I picked up the book at our fabulous St. Agnes library, thinking I could catch up on a dated cultural icon. Then I had to force myself to finish it. Yes, the musings of the overweight, alcoholic, dateless, human chimney with no self confidence who is known as Bridget Jones were amusing at first. Self-deprecating humor and unabashed self-bashing can be funny for about 15 minutes. But unwinding the tangled skein of a life that was going nowhere in a society that didn’t blink about that was just booorrrriinng. Bridget believes in every molecule of her liver-challenged, cholesterol-threatened and nicotine-laden being that she is a complete failure without the affirmation of some man. Really. Some—any—man seems to be it for her. She pursues creeps and cads obsessively, chronicling her failures along with daily calorie counts, cigs smoked, alcohol consumed and weight gained or lost.

Where is her brain? Where is a shred of self-awareness in all the self-criticism? Where is the acknowledgement that we create our own reality and that, as Lao Tzu proclaimed millennia ago, if you continue to do the same things, you will get the same results? Were there really that many women a decade and a half ago who believed they were nothing without a man? Funny became frustrating a dozen diary entries into this book.

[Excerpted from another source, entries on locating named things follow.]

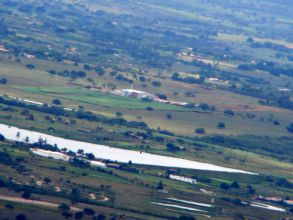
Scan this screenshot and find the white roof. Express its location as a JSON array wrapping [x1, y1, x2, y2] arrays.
[[122, 89, 146, 94]]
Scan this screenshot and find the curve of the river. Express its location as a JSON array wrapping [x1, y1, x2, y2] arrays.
[[0, 124, 255, 174]]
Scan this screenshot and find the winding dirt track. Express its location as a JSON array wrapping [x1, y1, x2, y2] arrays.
[[0, 195, 81, 211]]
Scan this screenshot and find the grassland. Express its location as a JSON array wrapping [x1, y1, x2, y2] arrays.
[[0, 0, 293, 220]]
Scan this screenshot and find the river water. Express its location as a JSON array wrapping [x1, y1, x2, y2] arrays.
[[0, 124, 255, 174]]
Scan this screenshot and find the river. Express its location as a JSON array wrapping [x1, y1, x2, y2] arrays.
[[0, 124, 255, 174]]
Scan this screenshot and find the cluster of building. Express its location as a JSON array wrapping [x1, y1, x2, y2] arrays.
[[112, 89, 188, 106]]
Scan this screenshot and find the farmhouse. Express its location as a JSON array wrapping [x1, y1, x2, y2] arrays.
[[120, 89, 156, 99]]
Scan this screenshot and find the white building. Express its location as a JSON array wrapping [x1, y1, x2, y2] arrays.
[[120, 89, 156, 99]]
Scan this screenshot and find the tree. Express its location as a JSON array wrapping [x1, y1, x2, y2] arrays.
[[83, 208, 96, 216], [220, 183, 230, 190], [166, 113, 172, 119], [224, 109, 235, 116], [152, 81, 162, 87], [97, 214, 106, 220], [86, 153, 95, 160], [52, 99, 61, 105], [15, 214, 27, 220], [287, 123, 293, 133], [156, 181, 164, 190], [218, 122, 226, 129], [0, 78, 7, 85], [74, 212, 83, 219], [199, 103, 210, 111], [58, 203, 70, 211], [21, 191, 32, 199], [95, 66, 105, 76], [246, 37, 254, 43], [231, 181, 240, 189], [0, 134, 5, 141], [195, 128, 206, 134], [44, 177, 51, 184], [166, 143, 180, 152]]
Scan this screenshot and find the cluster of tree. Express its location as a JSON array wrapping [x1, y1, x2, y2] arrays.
[[200, 135, 293, 162], [238, 61, 293, 77], [0, 97, 148, 128], [171, 73, 204, 84], [115, 74, 133, 84]]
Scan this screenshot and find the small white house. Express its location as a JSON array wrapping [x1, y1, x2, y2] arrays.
[[121, 89, 156, 99]]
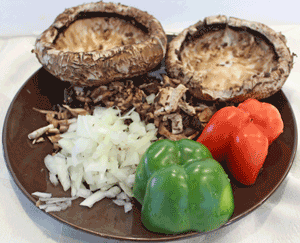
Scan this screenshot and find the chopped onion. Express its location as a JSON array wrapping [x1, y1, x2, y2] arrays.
[[41, 106, 157, 212]]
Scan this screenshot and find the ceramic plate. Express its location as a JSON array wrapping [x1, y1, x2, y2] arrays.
[[3, 60, 298, 241]]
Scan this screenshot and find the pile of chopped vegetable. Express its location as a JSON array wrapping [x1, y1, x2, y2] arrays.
[[31, 107, 157, 212]]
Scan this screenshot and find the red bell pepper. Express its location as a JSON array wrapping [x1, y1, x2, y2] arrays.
[[197, 99, 283, 185]]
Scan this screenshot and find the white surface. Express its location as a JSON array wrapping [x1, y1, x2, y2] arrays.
[[0, 11, 300, 243], [0, 0, 300, 36]]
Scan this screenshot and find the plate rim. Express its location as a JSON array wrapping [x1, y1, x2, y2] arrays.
[[2, 67, 298, 242]]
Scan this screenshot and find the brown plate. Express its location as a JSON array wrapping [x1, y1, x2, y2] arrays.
[[3, 64, 298, 241]]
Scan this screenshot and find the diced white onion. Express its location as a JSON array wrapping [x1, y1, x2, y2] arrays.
[[44, 106, 157, 212]]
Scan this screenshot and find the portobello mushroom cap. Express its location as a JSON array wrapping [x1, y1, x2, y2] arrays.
[[166, 15, 293, 102], [33, 2, 167, 86]]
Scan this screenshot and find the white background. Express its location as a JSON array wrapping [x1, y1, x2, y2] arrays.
[[0, 0, 300, 36], [0, 0, 300, 243]]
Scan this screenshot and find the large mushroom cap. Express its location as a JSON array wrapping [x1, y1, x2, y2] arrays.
[[34, 2, 167, 86], [166, 16, 293, 102]]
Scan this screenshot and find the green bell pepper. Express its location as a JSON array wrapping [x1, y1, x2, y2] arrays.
[[133, 139, 234, 234]]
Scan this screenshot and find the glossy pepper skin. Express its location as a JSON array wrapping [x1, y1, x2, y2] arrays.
[[197, 99, 283, 185], [133, 139, 234, 234]]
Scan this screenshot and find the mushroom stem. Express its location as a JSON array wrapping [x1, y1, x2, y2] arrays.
[[28, 124, 54, 139]]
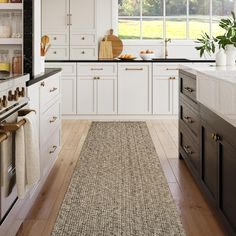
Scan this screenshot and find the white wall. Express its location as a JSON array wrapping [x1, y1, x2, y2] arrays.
[[97, 0, 211, 59]]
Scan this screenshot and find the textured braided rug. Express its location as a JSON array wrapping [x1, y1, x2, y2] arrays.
[[52, 122, 185, 236]]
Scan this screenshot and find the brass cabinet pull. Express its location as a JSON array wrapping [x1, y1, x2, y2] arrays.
[[49, 145, 57, 154], [184, 145, 193, 155], [184, 116, 194, 124], [91, 68, 103, 70], [50, 87, 57, 93], [125, 68, 143, 70], [211, 133, 221, 142], [184, 87, 194, 93], [49, 116, 57, 123], [0, 132, 10, 143]]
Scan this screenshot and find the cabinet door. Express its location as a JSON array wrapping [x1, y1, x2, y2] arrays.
[[70, 0, 96, 31], [118, 63, 152, 115], [219, 140, 236, 232], [61, 77, 76, 115], [202, 122, 219, 203], [77, 76, 97, 115], [97, 77, 117, 114], [153, 76, 172, 115], [42, 0, 69, 39]]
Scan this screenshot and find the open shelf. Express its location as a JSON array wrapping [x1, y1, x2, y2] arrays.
[[0, 3, 23, 10], [0, 38, 23, 45]]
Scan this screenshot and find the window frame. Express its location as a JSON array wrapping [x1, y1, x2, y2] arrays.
[[115, 0, 232, 45]]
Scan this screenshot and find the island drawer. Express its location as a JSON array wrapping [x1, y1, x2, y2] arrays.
[[180, 73, 197, 101], [180, 100, 200, 137], [77, 63, 117, 76], [153, 63, 179, 77]]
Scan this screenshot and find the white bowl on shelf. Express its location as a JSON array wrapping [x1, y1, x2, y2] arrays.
[[139, 53, 155, 61]]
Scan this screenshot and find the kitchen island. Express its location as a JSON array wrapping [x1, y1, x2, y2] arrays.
[[179, 64, 236, 235]]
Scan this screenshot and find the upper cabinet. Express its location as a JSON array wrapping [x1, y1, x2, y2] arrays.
[[42, 0, 98, 60]]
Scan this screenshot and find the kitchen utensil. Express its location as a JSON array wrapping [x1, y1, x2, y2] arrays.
[[107, 29, 123, 58], [99, 37, 113, 59]]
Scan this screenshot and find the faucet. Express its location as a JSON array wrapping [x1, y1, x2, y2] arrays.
[[165, 38, 171, 59]]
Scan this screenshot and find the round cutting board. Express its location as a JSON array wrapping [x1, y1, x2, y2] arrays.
[[107, 29, 123, 58]]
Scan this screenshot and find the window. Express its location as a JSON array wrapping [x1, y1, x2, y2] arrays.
[[118, 0, 236, 40]]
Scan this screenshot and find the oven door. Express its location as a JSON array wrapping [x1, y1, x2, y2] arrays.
[[0, 104, 27, 224]]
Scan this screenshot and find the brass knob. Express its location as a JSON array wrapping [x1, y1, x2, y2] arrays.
[[2, 95, 7, 107]]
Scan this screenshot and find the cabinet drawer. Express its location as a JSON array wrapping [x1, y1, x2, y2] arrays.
[[41, 128, 61, 175], [70, 46, 97, 60], [77, 63, 117, 76], [180, 74, 196, 101], [40, 102, 61, 143], [180, 121, 200, 173], [46, 62, 76, 77], [70, 33, 96, 45], [153, 64, 179, 77], [46, 46, 69, 60], [180, 100, 200, 137], [40, 74, 60, 109], [48, 34, 68, 46]]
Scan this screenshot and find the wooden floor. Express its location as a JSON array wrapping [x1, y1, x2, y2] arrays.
[[17, 120, 226, 236]]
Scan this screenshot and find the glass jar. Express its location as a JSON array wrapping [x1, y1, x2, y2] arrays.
[[0, 50, 10, 77], [12, 50, 22, 75], [11, 12, 22, 38], [0, 12, 11, 38]]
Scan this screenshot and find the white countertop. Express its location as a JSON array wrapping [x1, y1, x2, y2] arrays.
[[181, 64, 236, 127]]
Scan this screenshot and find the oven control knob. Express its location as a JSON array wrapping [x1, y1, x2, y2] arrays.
[[8, 90, 13, 102], [13, 90, 19, 101], [19, 87, 25, 97], [2, 95, 7, 107]]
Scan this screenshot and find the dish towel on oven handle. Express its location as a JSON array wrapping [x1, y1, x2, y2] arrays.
[[15, 111, 40, 198]]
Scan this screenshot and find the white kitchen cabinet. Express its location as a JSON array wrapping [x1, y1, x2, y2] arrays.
[[46, 63, 77, 115], [118, 63, 152, 115], [77, 63, 117, 115], [153, 64, 178, 115], [77, 77, 97, 115], [42, 0, 98, 60], [77, 76, 117, 115]]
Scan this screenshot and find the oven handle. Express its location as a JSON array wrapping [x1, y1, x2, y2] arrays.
[[0, 132, 10, 143]]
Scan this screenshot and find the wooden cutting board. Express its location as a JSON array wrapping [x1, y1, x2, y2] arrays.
[[107, 29, 123, 58], [99, 37, 113, 59]]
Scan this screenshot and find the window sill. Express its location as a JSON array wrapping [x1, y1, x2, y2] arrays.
[[122, 39, 197, 46]]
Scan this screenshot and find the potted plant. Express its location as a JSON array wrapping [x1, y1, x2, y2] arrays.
[[195, 12, 236, 65]]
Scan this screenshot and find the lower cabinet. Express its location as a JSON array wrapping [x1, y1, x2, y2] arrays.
[[118, 63, 152, 115], [179, 71, 236, 236], [77, 76, 117, 115]]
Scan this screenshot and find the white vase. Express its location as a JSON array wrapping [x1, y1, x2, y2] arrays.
[[225, 44, 236, 66], [216, 48, 226, 66], [40, 57, 45, 73]]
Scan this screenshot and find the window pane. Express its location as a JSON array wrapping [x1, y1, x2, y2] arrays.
[[166, 0, 187, 16], [212, 0, 236, 16], [142, 19, 163, 39], [142, 0, 163, 16], [189, 0, 210, 15], [212, 17, 225, 37], [189, 18, 210, 39], [119, 18, 140, 39], [166, 18, 186, 39], [118, 0, 140, 16]]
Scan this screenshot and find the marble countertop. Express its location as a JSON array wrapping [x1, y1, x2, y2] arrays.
[[181, 64, 236, 127]]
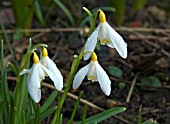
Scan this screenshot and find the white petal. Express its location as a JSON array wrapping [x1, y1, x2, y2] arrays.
[[28, 87, 41, 103], [41, 64, 63, 91], [19, 69, 30, 75], [96, 62, 111, 96], [73, 63, 91, 89], [87, 60, 97, 82], [106, 23, 127, 58], [84, 25, 100, 60], [44, 57, 63, 90], [27, 64, 41, 103]]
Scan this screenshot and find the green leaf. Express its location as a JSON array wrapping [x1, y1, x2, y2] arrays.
[[40, 106, 57, 121], [78, 107, 126, 124], [0, 19, 19, 67], [60, 114, 63, 124], [81, 104, 87, 124], [68, 91, 83, 124], [0, 39, 4, 77], [35, 104, 40, 124], [34, 0, 45, 26], [108, 65, 123, 78], [13, 28, 23, 41], [11, 0, 33, 35], [142, 118, 159, 124], [119, 82, 126, 90], [131, 0, 146, 16], [138, 106, 142, 124], [83, 7, 93, 20], [8, 62, 18, 75], [1, 68, 11, 105], [40, 90, 58, 113], [54, 0, 75, 25], [32, 43, 48, 50], [141, 76, 161, 86], [92, 6, 116, 12]]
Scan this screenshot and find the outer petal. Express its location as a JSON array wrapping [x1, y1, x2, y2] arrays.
[[29, 87, 41, 103], [96, 62, 111, 96], [41, 64, 63, 91], [19, 69, 30, 75], [27, 64, 41, 103], [106, 23, 127, 58], [43, 56, 63, 90], [84, 24, 100, 60], [73, 63, 91, 89]]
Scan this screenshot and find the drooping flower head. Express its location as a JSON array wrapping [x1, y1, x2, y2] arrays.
[[20, 52, 63, 103], [84, 10, 127, 60], [73, 52, 111, 96], [40, 47, 63, 91]]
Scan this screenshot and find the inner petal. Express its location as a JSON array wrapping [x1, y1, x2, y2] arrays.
[[87, 75, 96, 81], [101, 38, 110, 45]]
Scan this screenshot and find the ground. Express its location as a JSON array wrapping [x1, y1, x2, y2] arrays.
[[1, 0, 170, 124]]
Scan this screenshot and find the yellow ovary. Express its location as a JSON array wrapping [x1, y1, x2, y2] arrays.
[[91, 52, 97, 62], [99, 10, 106, 23], [42, 47, 48, 57], [88, 76, 96, 81], [101, 38, 110, 44], [33, 52, 40, 64]]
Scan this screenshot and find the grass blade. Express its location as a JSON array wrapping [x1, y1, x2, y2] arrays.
[[40, 106, 57, 121], [34, 0, 45, 26], [60, 114, 63, 124], [40, 90, 58, 113], [0, 19, 19, 67], [68, 91, 83, 124], [35, 104, 40, 124], [78, 107, 126, 124], [81, 104, 87, 124], [138, 106, 142, 124]]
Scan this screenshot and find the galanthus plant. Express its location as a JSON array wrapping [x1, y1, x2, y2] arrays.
[[84, 10, 127, 60], [20, 48, 63, 103], [73, 52, 111, 96], [0, 7, 127, 124]]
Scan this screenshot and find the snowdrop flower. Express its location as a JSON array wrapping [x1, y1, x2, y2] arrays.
[[73, 52, 111, 96], [84, 10, 127, 60], [40, 47, 63, 91], [20, 52, 60, 103]]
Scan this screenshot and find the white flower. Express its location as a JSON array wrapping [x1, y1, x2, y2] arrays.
[[20, 52, 60, 103], [84, 10, 127, 60], [40, 47, 63, 91], [73, 52, 111, 96]]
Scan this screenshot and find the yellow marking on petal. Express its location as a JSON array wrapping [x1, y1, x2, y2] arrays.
[[91, 52, 97, 62], [99, 10, 106, 23], [33, 52, 40, 64], [42, 47, 48, 57], [87, 76, 96, 81], [101, 38, 110, 44]]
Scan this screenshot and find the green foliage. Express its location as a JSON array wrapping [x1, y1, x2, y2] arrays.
[[11, 0, 33, 34], [119, 82, 126, 90], [68, 91, 83, 124], [77, 107, 126, 124], [141, 76, 161, 86], [0, 7, 125, 124], [108, 65, 123, 78], [142, 118, 159, 124], [138, 106, 142, 124], [131, 0, 146, 16]]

In the end, is the fat girl Cinderella? Does the magic of Prince Charming save her? Has she learned her extraordinary self-destructive dumbness from her mother—another woman portrayed as an idiot in the book? Oy. I couldn’t muster appreciation for Bridget’s plight and her triumph just seemed like abject failure-to-thrive to me. Critics described this self-improvement queen as self-aware. Not. Didn’t happen. Mr. Darcy rides in on his white horse to save all the women who have eff’d up their lives big time and we wonder where Elizabeth Bennet wandered off to. Jane Austen could do Pride and Prejudice and deliver a satisfying human narrative with bright, imperfect characters who evolve. Helen Fielding just delivered Lumps and Losers in an endless loop of yo-yo dieting, hangovers and clever quips. It made me tired.  

Bridget Jones’s Diary: A Novel (Penguin Ink) (The Penguin Ink Series)  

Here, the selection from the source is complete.